The government may see borrowing costs jump unless it contains its growing debt burden, a Bank of Japan Policy Board member warned Wednesday, saying officials can’t allow low bond yields to make them complacent about fiscal policy.
“An event where an increase in borrowing costs would significantly exacerbate public finances wouldn’t be completely unexpected,” Seiji Nakamura said in a speech in Naha, Okinawa Prefecture. “I think we have avoided addressing the problem and have a low sense of crisis because our country has been able to secure funds with lower borrowing costs despite a persistent increase in outstanding public debt.”

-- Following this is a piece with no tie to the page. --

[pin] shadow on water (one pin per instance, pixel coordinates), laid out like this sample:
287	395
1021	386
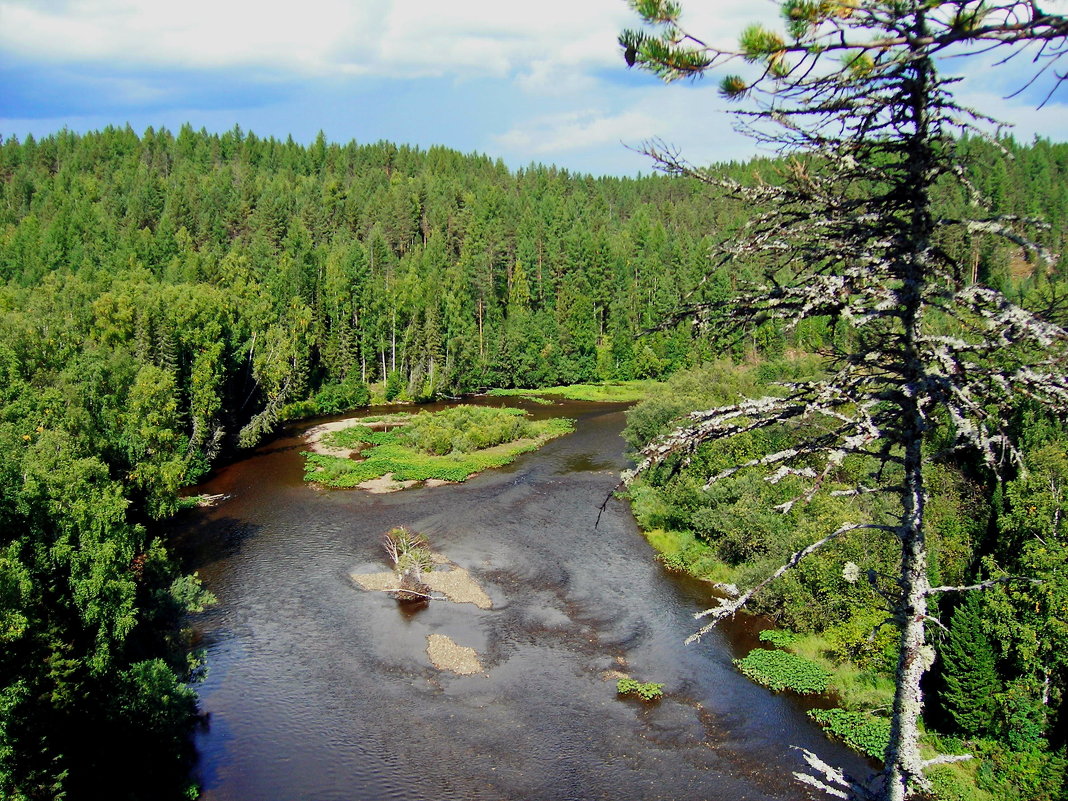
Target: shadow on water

The government, already holder of the largest burden in the industrialized world, forecasts its debt may exceed ¥1 quadrillion this year at a time when Europe’s sovereign woes have increased investor scrutiny of public finances. Japan’s credit rating has been cut by Moody’s Investors Service and Standard & Poor’s this year.
“Europe’s debt crisis has raised the Bank of Japan’s alert level,” said Hideo Kumano, chief economist at Dai-ichi Life Research Institute and an ex-BOJ official. “Japan is unlikely to immediately have the same problem as Europe because its debts are domestically financed, but the BOJ knows it’s a possible risk.”
Benchmark 10-year government bonds yield about 1 percent and the nation’s benchmark borrowing costs are below 0.1 percent. Near-zero interest rates have bolstered the appeal of government debt to households and domestic investors, who hold more than 90 percent of Japan’s issuances. Persistent current-account surpluses have also been supportive of the nation’s fiscal position.
“Specific long-term measures to achieve fiscal health must be taken before we lose the trust of the market,” Nakamura said.